Abstract

The minimally invasive transcatheter aortic valve implantation (TAVI) is the most prevalent method to treat aortic valve stenosis. For pre-operative surgical planning, contrast-enhanced coronary CT angiography (CCTA) is used as the imaging technique to acquire 3-D measurements of the valve. Accurate localization of the eight aortic valve landmarks in CT images plays a vital role in the TAVI workflow because a small error risks blocking the coronary circulation. In order to examine the valve and mark the landmarks, physicians prefer a view parallel to the hinge plane, instead of using the conventional axial, coronal or sagittal view. However, customizing the view is a difficult and time-consuming task because of unclear aorta pose and different artifacts of CCTA. Therefore, automatic localization of landmarks can serve as a useful guide to the physicians customizing the viewpoint.
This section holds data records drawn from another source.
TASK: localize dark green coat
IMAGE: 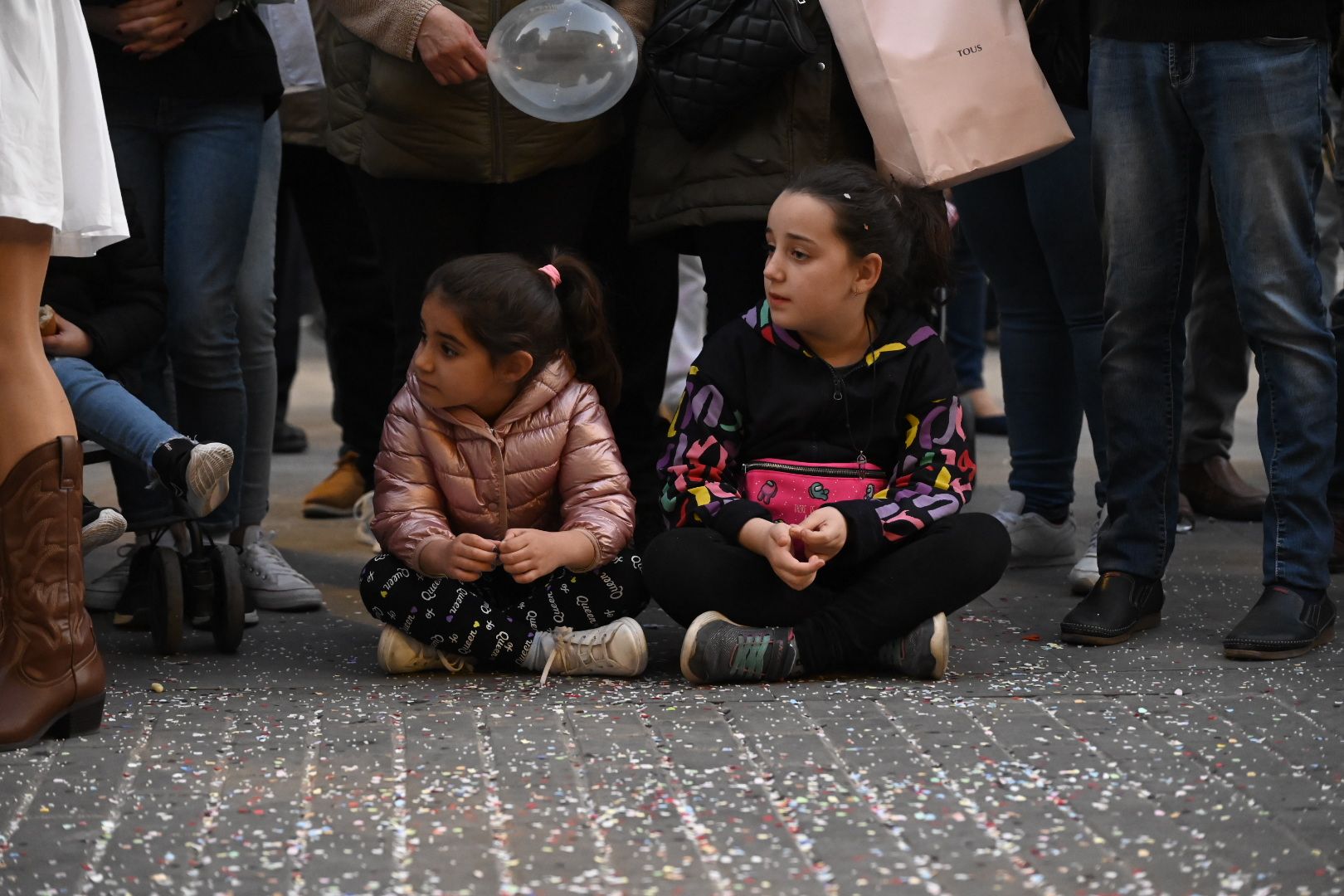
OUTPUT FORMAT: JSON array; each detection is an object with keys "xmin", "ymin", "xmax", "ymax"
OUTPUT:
[{"xmin": 631, "ymin": 0, "xmax": 872, "ymax": 239}]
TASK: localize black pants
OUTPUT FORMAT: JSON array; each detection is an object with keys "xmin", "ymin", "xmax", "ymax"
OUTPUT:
[
  {"xmin": 355, "ymin": 160, "xmax": 601, "ymax": 377},
  {"xmin": 280, "ymin": 144, "xmax": 392, "ymax": 488},
  {"xmin": 644, "ymin": 514, "xmax": 1010, "ymax": 672},
  {"xmin": 359, "ymin": 551, "xmax": 649, "ymax": 665}
]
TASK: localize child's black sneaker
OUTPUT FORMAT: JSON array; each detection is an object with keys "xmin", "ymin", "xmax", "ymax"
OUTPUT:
[
  {"xmin": 153, "ymin": 438, "xmax": 234, "ymax": 520},
  {"xmin": 681, "ymin": 610, "xmax": 801, "ymax": 685},
  {"xmin": 878, "ymin": 612, "xmax": 950, "ymax": 681},
  {"xmin": 80, "ymin": 497, "xmax": 126, "ymax": 556}
]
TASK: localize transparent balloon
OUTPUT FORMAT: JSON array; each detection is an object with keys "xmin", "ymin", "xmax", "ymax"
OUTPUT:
[{"xmin": 485, "ymin": 0, "xmax": 640, "ymax": 121}]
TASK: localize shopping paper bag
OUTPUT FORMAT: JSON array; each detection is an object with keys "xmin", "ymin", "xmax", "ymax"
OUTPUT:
[{"xmin": 821, "ymin": 0, "xmax": 1074, "ymax": 187}]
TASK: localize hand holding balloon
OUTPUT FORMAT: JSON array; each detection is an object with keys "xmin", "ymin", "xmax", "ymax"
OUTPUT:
[
  {"xmin": 416, "ymin": 4, "xmax": 485, "ymax": 87},
  {"xmin": 485, "ymin": 0, "xmax": 640, "ymax": 121}
]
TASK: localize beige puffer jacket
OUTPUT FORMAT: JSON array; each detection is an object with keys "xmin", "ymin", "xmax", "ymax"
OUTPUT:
[{"xmin": 373, "ymin": 356, "xmax": 635, "ymax": 572}]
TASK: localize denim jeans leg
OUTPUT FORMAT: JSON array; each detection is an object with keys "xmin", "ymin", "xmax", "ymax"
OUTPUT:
[
  {"xmin": 943, "ymin": 231, "xmax": 988, "ymax": 392},
  {"xmin": 104, "ymin": 90, "xmax": 175, "ymax": 529},
  {"xmin": 163, "ymin": 100, "xmax": 262, "ymax": 528},
  {"xmin": 1180, "ymin": 165, "xmax": 1251, "ymax": 464},
  {"xmin": 953, "ymin": 109, "xmax": 1106, "ymax": 509},
  {"xmin": 1088, "ymin": 37, "xmax": 1203, "ymax": 577},
  {"xmin": 1181, "ymin": 39, "xmax": 1336, "ymax": 590},
  {"xmin": 1021, "ymin": 106, "xmax": 1110, "ymax": 506},
  {"xmin": 51, "ymin": 358, "xmax": 178, "ymax": 471},
  {"xmin": 953, "ymin": 168, "xmax": 1082, "ymax": 510},
  {"xmin": 230, "ymin": 115, "xmax": 281, "ymax": 525}
]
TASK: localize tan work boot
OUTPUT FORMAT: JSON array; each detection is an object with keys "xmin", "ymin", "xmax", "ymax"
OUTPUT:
[
  {"xmin": 0, "ymin": 436, "xmax": 105, "ymax": 750},
  {"xmin": 304, "ymin": 451, "xmax": 373, "ymax": 520}
]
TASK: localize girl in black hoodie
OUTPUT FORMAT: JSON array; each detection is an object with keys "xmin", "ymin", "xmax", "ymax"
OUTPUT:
[{"xmin": 644, "ymin": 163, "xmax": 1008, "ymax": 684}]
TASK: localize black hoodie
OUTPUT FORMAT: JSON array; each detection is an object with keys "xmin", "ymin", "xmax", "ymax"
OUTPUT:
[{"xmin": 659, "ymin": 302, "xmax": 976, "ymax": 562}]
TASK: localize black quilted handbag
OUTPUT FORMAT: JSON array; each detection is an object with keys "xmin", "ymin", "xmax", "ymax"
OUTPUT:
[{"xmin": 644, "ymin": 0, "xmax": 817, "ymax": 141}]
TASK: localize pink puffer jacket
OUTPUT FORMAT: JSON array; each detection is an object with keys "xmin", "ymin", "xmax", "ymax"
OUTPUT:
[{"xmin": 373, "ymin": 358, "xmax": 635, "ymax": 572}]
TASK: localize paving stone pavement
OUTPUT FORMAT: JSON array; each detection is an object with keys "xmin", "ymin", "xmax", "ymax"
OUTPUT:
[{"xmin": 0, "ymin": 339, "xmax": 1344, "ymax": 894}]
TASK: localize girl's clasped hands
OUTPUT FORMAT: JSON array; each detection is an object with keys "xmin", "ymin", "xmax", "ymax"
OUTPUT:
[
  {"xmin": 739, "ymin": 506, "xmax": 850, "ymax": 591},
  {"xmin": 421, "ymin": 529, "xmax": 594, "ymax": 584}
]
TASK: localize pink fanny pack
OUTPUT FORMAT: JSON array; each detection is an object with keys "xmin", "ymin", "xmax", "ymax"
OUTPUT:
[{"xmin": 742, "ymin": 458, "xmax": 887, "ymax": 525}]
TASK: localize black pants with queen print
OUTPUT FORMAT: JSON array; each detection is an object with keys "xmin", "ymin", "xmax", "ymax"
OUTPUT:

In this paper, we present an automatic method to localize the aortic valve landmarks using colonial walk, a regression tree-based machine-learning algorithm. For efficient learning from the training set, we propose a two-phase optimized search space learning model in which a representative point inside the valvular area is first learned from the whole CT volume. All eight landmarks are then learned from a smaller area around that point. Experiment with preprocedural CCTA images of TAVI undergoing patients showed that our method is robust under high stenotic variation and notably efficient, as it requires only 12 milliseconds to localize all eight landmarks, as tested on a 3.60 GHz single-core CPU.

Highlights

  • Aortic valve stenosis is a well-known valvular heart disease worldwide [1]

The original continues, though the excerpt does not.